During his boxing days, Ali worked out at Freddie Roach's Wild Card Gym, where Mario trains. Freddie, who also suffers from Parkinson's disease, opened up about the illness with Ali in the past. “A lot of the time, he wouldn't take his medication and he'd shake a lot more and I asked him about that when he was here and he told me it makes you sick and it's really not worth taking sometimes; they've come up with better medications now.”
Freddie also reflected on the one day Ali worked out in his ring for four hours, saying, “He flirted with all the girls, he joked around with the boys… he did magic tricks… It was a great day… I got to really know a different guy…” An avid Frazier fan,Freddie became an Ali fan that day.
Freddie revealed people used to ask him who he thought would win between [Mike] Tyson and Ali. He shared, “Ali would win the fight before the fight happened because he would get inside Tyson's head.”
Along with Freddie, Mario spoke with famed O.J. attorney and boxing aficionado Robert Shapiro shortly after the news of Ali's death broke.

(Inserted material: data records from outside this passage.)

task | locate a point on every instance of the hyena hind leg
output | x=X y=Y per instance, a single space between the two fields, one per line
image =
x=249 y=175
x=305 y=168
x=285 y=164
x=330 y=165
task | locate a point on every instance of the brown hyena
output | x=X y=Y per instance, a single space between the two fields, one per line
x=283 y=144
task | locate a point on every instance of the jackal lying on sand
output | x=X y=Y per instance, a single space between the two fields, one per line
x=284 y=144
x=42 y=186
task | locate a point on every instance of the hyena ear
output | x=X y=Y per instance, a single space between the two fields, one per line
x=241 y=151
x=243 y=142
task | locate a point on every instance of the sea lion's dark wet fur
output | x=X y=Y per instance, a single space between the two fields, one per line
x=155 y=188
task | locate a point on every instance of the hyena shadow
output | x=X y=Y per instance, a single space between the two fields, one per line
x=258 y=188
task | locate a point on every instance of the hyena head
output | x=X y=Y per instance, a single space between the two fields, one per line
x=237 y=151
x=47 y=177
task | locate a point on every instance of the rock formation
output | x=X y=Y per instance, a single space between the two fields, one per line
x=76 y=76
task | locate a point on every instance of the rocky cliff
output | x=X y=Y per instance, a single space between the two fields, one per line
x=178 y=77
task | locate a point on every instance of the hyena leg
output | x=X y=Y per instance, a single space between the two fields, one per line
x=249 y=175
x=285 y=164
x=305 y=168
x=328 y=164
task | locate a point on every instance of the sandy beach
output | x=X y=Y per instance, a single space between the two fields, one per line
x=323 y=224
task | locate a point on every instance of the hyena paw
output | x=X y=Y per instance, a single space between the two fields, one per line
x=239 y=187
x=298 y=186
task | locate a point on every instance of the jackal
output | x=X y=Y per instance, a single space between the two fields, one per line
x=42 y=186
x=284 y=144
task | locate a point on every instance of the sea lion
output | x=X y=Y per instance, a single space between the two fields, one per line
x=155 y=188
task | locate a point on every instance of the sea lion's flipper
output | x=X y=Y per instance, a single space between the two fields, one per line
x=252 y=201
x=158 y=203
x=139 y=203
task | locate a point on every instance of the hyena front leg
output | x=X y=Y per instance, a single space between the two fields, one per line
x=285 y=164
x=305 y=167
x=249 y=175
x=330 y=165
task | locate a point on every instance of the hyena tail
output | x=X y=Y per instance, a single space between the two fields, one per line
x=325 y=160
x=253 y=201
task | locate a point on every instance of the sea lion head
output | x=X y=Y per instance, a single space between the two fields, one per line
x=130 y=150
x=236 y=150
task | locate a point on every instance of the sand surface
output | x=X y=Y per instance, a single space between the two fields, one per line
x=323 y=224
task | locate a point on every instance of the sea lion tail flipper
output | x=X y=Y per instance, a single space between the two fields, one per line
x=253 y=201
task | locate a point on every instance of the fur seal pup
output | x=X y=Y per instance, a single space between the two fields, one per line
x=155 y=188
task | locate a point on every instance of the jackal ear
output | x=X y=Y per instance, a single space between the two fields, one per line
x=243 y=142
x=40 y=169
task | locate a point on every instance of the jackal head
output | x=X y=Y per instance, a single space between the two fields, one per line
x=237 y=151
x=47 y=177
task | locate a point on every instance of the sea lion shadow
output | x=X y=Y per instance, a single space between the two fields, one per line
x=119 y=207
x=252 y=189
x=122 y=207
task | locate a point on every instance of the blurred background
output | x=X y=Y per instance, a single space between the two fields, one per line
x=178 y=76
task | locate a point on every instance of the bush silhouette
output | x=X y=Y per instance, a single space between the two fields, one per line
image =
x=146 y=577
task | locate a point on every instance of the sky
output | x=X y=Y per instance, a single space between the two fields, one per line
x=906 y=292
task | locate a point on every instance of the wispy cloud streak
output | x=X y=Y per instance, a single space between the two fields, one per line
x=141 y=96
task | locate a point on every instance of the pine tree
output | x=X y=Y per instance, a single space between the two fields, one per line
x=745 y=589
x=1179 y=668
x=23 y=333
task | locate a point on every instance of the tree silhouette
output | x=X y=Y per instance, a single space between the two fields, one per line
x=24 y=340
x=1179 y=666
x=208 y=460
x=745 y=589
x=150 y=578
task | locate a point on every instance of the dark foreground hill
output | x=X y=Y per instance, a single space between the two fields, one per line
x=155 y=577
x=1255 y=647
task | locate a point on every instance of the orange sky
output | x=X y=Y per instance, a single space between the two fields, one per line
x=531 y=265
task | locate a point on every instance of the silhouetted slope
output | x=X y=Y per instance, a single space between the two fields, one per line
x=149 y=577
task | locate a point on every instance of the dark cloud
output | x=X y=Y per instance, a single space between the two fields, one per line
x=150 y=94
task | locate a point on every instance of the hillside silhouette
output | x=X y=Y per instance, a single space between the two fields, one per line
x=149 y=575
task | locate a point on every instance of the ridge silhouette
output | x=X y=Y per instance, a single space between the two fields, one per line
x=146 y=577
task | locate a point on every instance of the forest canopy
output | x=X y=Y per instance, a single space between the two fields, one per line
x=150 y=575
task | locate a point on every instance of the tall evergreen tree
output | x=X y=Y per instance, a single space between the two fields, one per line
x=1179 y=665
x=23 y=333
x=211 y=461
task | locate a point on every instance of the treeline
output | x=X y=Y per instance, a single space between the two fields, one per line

Shapiro commented, “Deeply saddened; he was obviously one of my heroes.”
Shapiro was lucky enough to attend the champ's 50th birthday party. “He gave me something that was very unique, a Polaroid of himself and Elvis that he signed,” Shapiro said.
As for Ali's legacy, Shapiro said, “He elevated the heavyweight championship to something more than athletics — he brought charisma, he brought charm, he brought excitement. Will there be another Ali? I don't think so.”